What is your next film project?

CC: Our next film will be a horror film called “Exitus”. It will be a film that focuses on the theme of all actions having a reaction, and nobody can escape the consequences of their decisions. The film is looking at an early 2021 release date.

AM: We are filming pretty soon and are excited about the process. We feel so fortunate that we are in a place that we can continue to make our projects during the pandemic.

Why do you make films and what draws you to the language of cinema and directing?

CC: I make films because I want to challenge not only myself but humans in general. Growing up, certain films had such a profound impact on my development and really shaped my view of the world. Whether those films had a positive or negative impact, they had an impact. The language of cinema is universal, we all are familiar with human behavior.
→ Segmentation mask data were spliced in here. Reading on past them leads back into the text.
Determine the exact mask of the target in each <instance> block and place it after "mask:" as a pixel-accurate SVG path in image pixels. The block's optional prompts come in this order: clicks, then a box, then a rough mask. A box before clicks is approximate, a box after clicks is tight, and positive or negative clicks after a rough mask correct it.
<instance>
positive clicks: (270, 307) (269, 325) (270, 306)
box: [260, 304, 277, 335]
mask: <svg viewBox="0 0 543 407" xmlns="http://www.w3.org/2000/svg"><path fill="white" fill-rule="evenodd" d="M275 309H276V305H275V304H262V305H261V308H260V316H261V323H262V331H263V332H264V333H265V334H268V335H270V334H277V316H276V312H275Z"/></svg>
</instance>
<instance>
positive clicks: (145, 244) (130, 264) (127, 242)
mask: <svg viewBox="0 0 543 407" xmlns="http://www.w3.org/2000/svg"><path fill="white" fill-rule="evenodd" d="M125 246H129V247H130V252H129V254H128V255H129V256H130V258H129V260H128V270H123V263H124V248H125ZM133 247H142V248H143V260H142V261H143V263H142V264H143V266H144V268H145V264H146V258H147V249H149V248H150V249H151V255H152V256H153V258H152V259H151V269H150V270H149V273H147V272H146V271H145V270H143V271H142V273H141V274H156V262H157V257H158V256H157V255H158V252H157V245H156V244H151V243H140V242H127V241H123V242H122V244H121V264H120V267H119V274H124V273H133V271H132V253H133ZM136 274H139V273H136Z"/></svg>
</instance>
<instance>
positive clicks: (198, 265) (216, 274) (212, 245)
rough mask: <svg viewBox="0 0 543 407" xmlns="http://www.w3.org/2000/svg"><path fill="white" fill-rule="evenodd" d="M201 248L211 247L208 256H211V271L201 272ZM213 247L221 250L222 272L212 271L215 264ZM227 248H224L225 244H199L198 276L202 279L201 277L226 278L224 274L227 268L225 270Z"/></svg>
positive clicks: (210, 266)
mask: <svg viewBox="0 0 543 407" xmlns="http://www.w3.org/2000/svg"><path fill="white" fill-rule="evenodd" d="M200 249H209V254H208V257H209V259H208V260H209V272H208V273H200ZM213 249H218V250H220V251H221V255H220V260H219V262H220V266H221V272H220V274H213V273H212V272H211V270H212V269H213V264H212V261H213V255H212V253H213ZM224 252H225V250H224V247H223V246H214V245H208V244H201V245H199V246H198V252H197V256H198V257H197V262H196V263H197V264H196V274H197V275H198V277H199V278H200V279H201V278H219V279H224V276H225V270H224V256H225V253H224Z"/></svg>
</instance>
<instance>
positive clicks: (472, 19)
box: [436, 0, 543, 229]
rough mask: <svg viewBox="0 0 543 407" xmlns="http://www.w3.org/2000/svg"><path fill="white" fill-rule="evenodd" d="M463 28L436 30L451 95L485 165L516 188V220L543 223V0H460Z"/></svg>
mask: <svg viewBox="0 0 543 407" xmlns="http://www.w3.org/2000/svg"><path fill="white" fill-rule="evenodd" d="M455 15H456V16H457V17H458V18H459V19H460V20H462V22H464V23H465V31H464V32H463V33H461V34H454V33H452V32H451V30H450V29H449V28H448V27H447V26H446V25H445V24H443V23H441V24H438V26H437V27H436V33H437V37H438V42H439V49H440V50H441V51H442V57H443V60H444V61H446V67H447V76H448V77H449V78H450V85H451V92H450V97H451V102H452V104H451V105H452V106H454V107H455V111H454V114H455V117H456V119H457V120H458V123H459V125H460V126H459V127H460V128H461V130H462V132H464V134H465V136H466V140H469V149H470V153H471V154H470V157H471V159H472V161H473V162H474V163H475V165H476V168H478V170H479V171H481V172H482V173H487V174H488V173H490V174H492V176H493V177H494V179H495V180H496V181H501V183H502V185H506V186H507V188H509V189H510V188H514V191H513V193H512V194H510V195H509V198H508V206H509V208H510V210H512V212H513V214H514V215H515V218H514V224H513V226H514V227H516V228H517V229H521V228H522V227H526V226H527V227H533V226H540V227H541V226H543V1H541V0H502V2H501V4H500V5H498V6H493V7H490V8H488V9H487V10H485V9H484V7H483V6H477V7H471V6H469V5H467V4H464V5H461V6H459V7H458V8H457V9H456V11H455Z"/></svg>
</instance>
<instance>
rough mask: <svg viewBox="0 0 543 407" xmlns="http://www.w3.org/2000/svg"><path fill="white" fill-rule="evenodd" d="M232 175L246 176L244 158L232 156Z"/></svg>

We all have felt happy, angry, sad in our everyday lives. Cinema reminds us that it is ok to feel something. I’ll leave you on this, if one day a child can see one of my films and relate to a character in it and get inspiration from it, I will be one happy filmmaker.

AM: The films we make are an extension of ourselves creatively, physically, and emotionally. We've never forced ourselves to write something that we haven't felt connected to or drawn to in any way. We have a lot of ideas and we both trust each other enough to have an open dialogue about those ideas and what we're drawn to. What draws me to the language of cinema, not to keep harping on one idea, again is that aspect of connecting on a human level to a story. That is present through all genres of film. That fact that you can watch 3 movies on the same day and one will make you laugh, one will make you cry, and one will scare the crap out of you, is a beautiful thing. From a filmmaking standpoint, just the concept of having some control and vision of this fictional world you're creating is what really draws me in.